Ali Salem Tamek a donné, depuis la grâce royale dont il a bénéficié le 7 janvier 2004, une série d'interviews à des organes de presse de la place. Ce qui attire le plus l'attention dans ses déclarations, c'est sans doute ses prises de position clairement anti-marocaines concernant l'affaire du Sahara. Sous couvert de liberté d'expression, Tamek se donne à cœur joie à ce que l'on pourrait carrément appeler de la traîtrise, voire même de la connivence avec les séparatistes du polisario et pourquoi pas avec l'Algérie.
En fait, Tamek a affirmé qu'il ne se considérait pas comme un Marocain, mais plutôt comme un membre du peuple sahraoui.
Une telle affirmation devrait être pleinement assumée par son auteur. Et pour cause, Tamek est né en 1973, à Assa-Zag. Depuis lors, il est considéré comme un citoyen marocain à part entière. Il a étudié au Maroc, dans des établissements publics à Assa-Zag et à Tiznit. Il a bénéficié de tous les services rendus à un Marocain, digne de ce nom. A l'âge de 24 ans, il a également rejoint la Fonction publique. Affirmer après tout cela, que l'on est pas Marocain, c'est insulter l'ensemble des citoyens marocains, de Tanger à Lagouira, des millions de contribuables fiers de leur nationalité.
Le forfait de Tamek ne s'est pas arrêté là. Alors qu'il purgeait sa peine d'emprisonnement, il a envoyé une lettre aux congressistes du polisario où il leur demandait de poursuivre le "combat". Après cela, ce ne sont plus les contribuables marocains qui se sont sentis offensés. Les centaines de soldats et de civils marocains, assassinés par les mercenaires depuis 1975, ont dû se retourner dans leurs tombes.
Pour qui ont-il sacrifié leurs vies? Tamek n'a pas daigné avoir une pensée pour des dizaines de veuves et d'orphelins, dont les maris et les pères sont morts dans des camps de tortures de Tindouf. Tamek n'a également pas abordé le cas des dizaines de Marocains toujours détenus dans des conditions déplorables par les séparatistes, sur le territoire algérien. Pourtant, Tamek a une famille, une femme et une fille qui vivaient dans la totale quiétude au moment de son emprisonnement. A-t-il réfléchi, ne serait-ce qu'une seule minute, au sort de cette femme et de cette fille, si elles se trouvaient dans les camps de Tindouf?
En fait, Tamek nage dans la contradiction. Il ne sait pas sur quel pied danser. Il dit la chose et son contraire. C'est le propre d'un mercenaire, d'ailleurs. Car apparemment, Tamek vit dans un faste dont on ignore l'origine.

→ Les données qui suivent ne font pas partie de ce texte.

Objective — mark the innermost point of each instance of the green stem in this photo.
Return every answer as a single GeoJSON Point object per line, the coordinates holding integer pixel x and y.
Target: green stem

Pour la petite histoire, Tamek a été muté d'Assa-Zag vers Meknès, en 1992, pour des raisons disciplinaires. Quelques mois plus tard, en compagnie de trois autres personnes, il fut arrêté par les militaires marocains alors qu'ils tentaient de pénétrer en Algérie. Pour quelle raison voulaient-il effectuer ce déplacement en catimini? En tout cas, cette tentative d'enrôlement a été découverte par le Maroc. Résultat: Tamek a endossé l'habit du militant des droits de l'Homme.

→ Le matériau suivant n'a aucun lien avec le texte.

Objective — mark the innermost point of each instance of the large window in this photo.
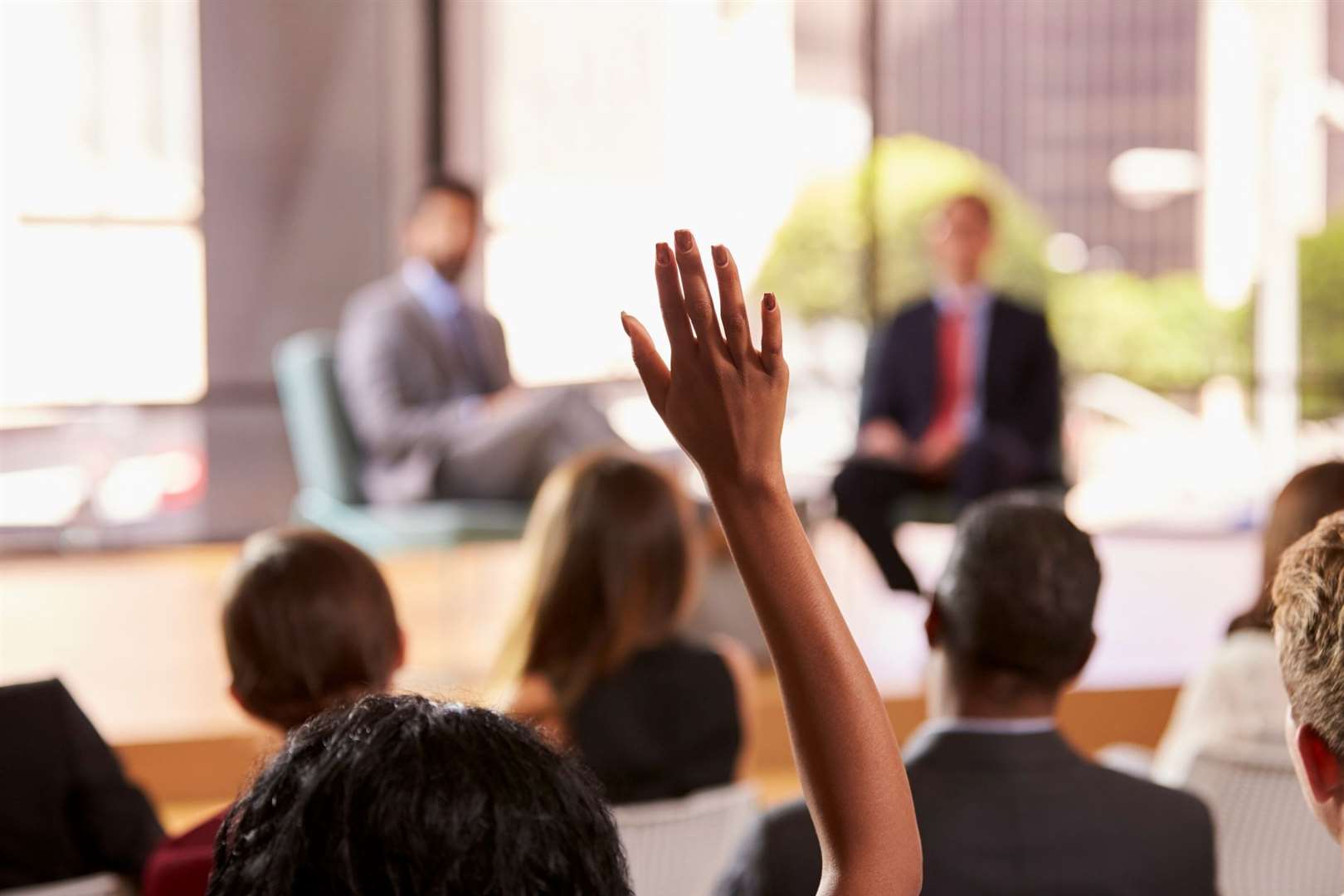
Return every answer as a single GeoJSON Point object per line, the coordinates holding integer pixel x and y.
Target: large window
{"type": "Point", "coordinates": [609, 124]}
{"type": "Point", "coordinates": [101, 260]}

Lors des élections législatives de septembre 2002, il tenta, en vain, de présenter sa candidature sous la couleur du GSU. Une autre tentative d'infiltration de l'appareil politique et institutionnel du Maroc. Pourtant, le GSU n'a jamais remis en cause la marocanité du Sahara. Pour Tamek, il ne s'agit là que d'un détail, d'une divergence d'opinion entre lui et le GSU. Ce n'est justement pas un simple détail.
Le mercenaire en chef, Mohamed Abdelaziz, lui a même envoyé une lettre de soutien après la grâce royale.

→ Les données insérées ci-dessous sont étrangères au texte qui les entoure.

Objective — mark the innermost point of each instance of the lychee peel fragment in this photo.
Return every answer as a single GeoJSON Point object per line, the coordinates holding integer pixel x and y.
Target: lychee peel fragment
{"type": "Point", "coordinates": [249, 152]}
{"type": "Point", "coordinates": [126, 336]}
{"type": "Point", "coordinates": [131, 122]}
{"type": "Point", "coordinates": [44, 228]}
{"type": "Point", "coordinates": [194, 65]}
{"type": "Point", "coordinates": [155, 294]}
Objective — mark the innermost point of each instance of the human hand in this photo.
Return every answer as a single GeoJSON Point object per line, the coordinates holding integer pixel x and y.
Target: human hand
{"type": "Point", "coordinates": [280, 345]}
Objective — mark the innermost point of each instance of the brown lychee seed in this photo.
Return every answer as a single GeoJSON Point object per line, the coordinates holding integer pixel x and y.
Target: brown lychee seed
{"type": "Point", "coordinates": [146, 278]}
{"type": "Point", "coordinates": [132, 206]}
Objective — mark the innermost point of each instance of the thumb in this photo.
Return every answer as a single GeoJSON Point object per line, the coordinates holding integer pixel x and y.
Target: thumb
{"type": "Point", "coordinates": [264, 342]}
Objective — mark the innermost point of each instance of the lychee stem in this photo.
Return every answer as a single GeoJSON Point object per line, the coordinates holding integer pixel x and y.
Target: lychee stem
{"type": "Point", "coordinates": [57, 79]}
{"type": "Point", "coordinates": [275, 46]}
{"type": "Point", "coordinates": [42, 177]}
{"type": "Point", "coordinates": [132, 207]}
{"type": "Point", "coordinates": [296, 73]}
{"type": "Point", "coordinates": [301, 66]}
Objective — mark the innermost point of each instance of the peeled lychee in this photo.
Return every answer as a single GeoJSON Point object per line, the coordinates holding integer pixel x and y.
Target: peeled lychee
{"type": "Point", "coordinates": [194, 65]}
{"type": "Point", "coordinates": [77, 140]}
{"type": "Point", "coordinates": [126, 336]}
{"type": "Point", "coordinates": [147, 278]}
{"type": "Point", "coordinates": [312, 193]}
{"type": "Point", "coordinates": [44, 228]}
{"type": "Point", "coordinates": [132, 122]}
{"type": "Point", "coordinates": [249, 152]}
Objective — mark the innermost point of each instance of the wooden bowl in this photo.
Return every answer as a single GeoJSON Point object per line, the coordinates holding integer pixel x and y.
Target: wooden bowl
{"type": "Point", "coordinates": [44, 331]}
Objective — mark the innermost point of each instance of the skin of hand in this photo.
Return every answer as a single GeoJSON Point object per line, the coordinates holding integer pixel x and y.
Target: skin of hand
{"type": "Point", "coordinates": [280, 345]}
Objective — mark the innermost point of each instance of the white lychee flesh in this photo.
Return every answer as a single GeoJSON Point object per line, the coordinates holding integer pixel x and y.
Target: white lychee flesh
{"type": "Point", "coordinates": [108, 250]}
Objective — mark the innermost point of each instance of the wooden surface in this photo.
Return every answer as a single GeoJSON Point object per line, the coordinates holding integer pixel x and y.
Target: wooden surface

Le jeu de Tamek est maintenant clair. Les instructions qu'il reçoit de ses donneurs d'ordres ont pour but de provoquer les autorités marocaines. En fait, Tamek est beaucoup plus intéressant, pour les séparatistes et les services secrets algériens, à l'intérieur qu'à l'extérieur de la prison. Ils veulent en faire un symbole de leur soi-disant lutte.
Toutefois, rien n'empêche les partis politiques marocains, les ONGs et toute personne qui détient ne serait-ce qu'un grain de nationalisme de réagir aux déclarations scandaleuses de Tamek. Leur silence est beaucoup plus condamnable que l'aboiement de Tamek.